Astrix introduces the AI Agent Control Plane (ACP) to secure AI agents, addressing risks from autonomous operations and unauthorized system access within enterprises. Recent studies indicate 80% of companies have faced unintended AI agent actions, causing unauthorized access and data leaks, highlighting the need for specialized security solutions. Traditional Identity and Access Management (IAM) systems struggle with AI agents due to their speed and reliance on non-human identities, necessitating new security approaches. ACP provides AI agents with short-lived, precisely scoped credentials and just-in-time access, adhering to least privilege principles to mitigate access chaos and compliance risks. The Discover–Secure–Deploy framework within ACP offers comprehensive visibility and security guardrails, enabling safe deployment of AI agents at scale. By implementing ACP, organizations can fully leverage AI agents' capabilities without introducing uncontrolled risks, enhancing operational efficiency and security. Astrix's solution addresses the growing blind spot of AI agents and non-human identities, which significantly outnumber employees and evade traditional IAM systems.

Researchers from ETH Zürich and Google unveiled a new RowHammer attack variant, named Phoenix, targeting DDR5 memory chips from SK Hynix, bypassing advanced protection mechanisms. The Phoenix attack exploits a hardware vulnerability in DRAM chips, causing bit flips in adjacent rows, potentially leading to unauthorized data access or privilege escalation. Despite advanced defenses like Error Correction Code (ECC) and Target Row Refresh (TRR), the attack achieves privilege escalation on DDR5 systems in just 109 seconds. The vulnerability affects all 15 DDR5 memory chips tested, produced between 2021 and 2024, allowing attackers to target RSA-2048 keys and escalate privileges to root. Researchers advise increasing the refresh rate to 3x to prevent the Phoenix attack from triggering bit flips on affected systems. The findings highlight ongoing challenges in DRAM security, as newer chips become more susceptible to RowHammer due to density scaling and reduced activation requirements. The disclosure follows recent reports of other RowHammer attacks, including OneFlip and ECC.fail, which target different DRAM configurations and protections.

From November 1, China's Cyberspace Administration mandates network operators report serious cyber incidents within one hour, with penalties for non-compliance.
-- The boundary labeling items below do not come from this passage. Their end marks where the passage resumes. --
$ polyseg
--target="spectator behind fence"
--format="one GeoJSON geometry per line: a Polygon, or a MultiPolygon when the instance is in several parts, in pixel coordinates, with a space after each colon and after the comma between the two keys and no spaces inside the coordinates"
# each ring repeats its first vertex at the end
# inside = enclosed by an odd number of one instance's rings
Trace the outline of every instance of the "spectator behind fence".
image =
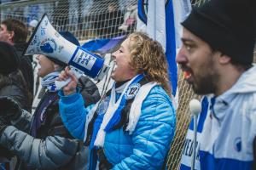
{"type": "Polygon", "coordinates": [[[97,161],[100,169],[161,169],[176,120],[163,49],[143,33],[133,33],[113,58],[115,83],[89,107],[72,71],[61,72],[60,80],[72,79],[59,93],[64,125],[90,147],[90,169],[97,161]]]}
{"type": "MultiPolygon", "coordinates": [[[[102,3],[103,2],[99,2],[102,3]]],[[[99,5],[99,3],[95,3],[99,5]]],[[[105,2],[108,8],[95,16],[95,28],[101,37],[115,37],[121,35],[119,26],[123,23],[124,14],[119,9],[118,3],[105,2]]]]}
{"type": "MultiPolygon", "coordinates": [[[[9,43],[0,42],[0,97],[9,96],[20,108],[30,110],[32,98],[19,70],[20,63],[15,49],[9,43]]],[[[1,113],[3,106],[0,105],[1,113]]],[[[5,166],[9,167],[11,157],[12,154],[0,145],[0,163],[5,162],[5,166]]]]}
{"type": "Polygon", "coordinates": [[[22,56],[26,48],[27,27],[20,20],[7,19],[1,22],[0,41],[6,42],[14,46],[20,58],[20,70],[21,71],[30,93],[33,94],[33,70],[32,56],[22,56]]]}
{"type": "MultiPolygon", "coordinates": [[[[212,0],[182,23],[177,62],[202,99],[195,169],[252,169],[256,135],[254,0],[212,0]]],[[[190,169],[193,120],[181,169],[190,169]]]]}
{"type": "MultiPolygon", "coordinates": [[[[79,46],[70,32],[60,33],[79,46]]],[[[86,169],[88,150],[82,141],[72,138],[59,115],[55,79],[67,65],[42,54],[38,60],[41,65],[38,74],[46,93],[33,117],[10,99],[0,99],[0,144],[17,156],[15,169],[86,169]]],[[[85,105],[100,99],[97,87],[89,78],[81,77],[79,87],[85,105]]]]}

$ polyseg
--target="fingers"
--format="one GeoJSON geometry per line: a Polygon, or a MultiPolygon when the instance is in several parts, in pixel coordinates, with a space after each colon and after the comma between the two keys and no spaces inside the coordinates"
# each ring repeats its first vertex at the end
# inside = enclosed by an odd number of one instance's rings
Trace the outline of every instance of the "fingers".
{"type": "Polygon", "coordinates": [[[76,88],[79,81],[73,71],[67,66],[59,75],[58,81],[67,81],[68,78],[71,79],[70,82],[62,88],[65,95],[76,93],[76,88]]]}

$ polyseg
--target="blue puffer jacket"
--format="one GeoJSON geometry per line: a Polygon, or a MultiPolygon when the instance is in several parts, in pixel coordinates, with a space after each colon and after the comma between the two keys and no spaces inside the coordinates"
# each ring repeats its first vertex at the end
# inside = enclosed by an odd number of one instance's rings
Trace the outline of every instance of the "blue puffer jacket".
{"type": "MultiPolygon", "coordinates": [[[[72,135],[84,139],[85,114],[79,94],[63,96],[60,110],[72,135]]],[[[154,87],[142,105],[141,116],[131,135],[123,128],[106,133],[104,153],[113,169],[160,169],[170,149],[176,124],[175,110],[160,86],[154,87]]]]}

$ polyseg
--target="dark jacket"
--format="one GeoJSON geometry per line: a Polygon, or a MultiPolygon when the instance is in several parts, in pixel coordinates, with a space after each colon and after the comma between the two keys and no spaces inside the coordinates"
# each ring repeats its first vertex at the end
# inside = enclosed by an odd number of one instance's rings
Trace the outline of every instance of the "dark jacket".
{"type": "Polygon", "coordinates": [[[32,65],[32,57],[22,55],[24,49],[26,48],[26,43],[15,43],[14,47],[16,49],[18,56],[20,57],[20,70],[27,82],[26,85],[30,93],[33,94],[34,75],[32,65]]]}
{"type": "MultiPolygon", "coordinates": [[[[100,99],[97,87],[89,79],[83,77],[81,92],[88,99],[86,105],[100,99]]],[[[18,121],[4,130],[0,144],[15,154],[18,169],[85,169],[87,148],[81,141],[73,139],[64,127],[60,114],[59,98],[49,100],[44,113],[38,111],[42,103],[49,99],[50,92],[46,92],[41,99],[33,117],[23,111],[18,121]],[[38,115],[39,114],[39,115],[38,115]],[[42,117],[41,125],[37,127],[35,137],[31,135],[36,117],[42,117]],[[29,125],[29,126],[28,126],[29,125]],[[20,130],[19,130],[20,129],[20,130]]],[[[52,95],[51,95],[52,94],[52,95]]],[[[51,93],[55,96],[56,93],[51,93]]],[[[43,111],[44,112],[44,111],[43,111]]]]}
{"type": "MultiPolygon", "coordinates": [[[[20,108],[28,111],[32,109],[32,96],[28,89],[23,85],[22,73],[20,71],[11,73],[8,76],[0,75],[0,96],[9,96],[14,99],[20,108]]],[[[0,146],[0,159],[10,158],[12,154],[0,146]]]]}

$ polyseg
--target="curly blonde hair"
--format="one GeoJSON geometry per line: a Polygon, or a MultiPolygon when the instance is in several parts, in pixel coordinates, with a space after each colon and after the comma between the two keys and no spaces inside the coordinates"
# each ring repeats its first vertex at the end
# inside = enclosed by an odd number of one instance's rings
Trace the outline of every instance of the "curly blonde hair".
{"type": "Polygon", "coordinates": [[[168,65],[162,46],[143,32],[129,35],[131,66],[146,79],[160,83],[171,96],[168,65]]]}

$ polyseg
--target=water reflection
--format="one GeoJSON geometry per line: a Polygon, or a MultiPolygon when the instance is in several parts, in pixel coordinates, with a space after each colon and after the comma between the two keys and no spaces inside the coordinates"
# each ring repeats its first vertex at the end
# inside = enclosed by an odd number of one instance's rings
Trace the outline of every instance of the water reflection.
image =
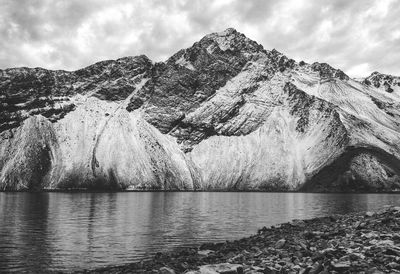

The new regulations apply to any entity managing or providing network services, covering a broad spectrum of operators. Particularly major incidents, such as data breaches affecting over 100 million citizens or significant economic losses, require reporting within 30 minutes. Initial reports must include comprehensive details such as systems affected, attack timeline, damage assessment, and potential future harm. Failure to report promptly or accurately can lead to severe penalties for both network operators and responsible individuals. The rapid reporting requirement aims to enhance real-time monitoring capabilities and necessitates investment in compliance and response teams. This move follows recent penalties against companies like Dior for data mishandling, signaling China's stringent approach to cybersecurity governance.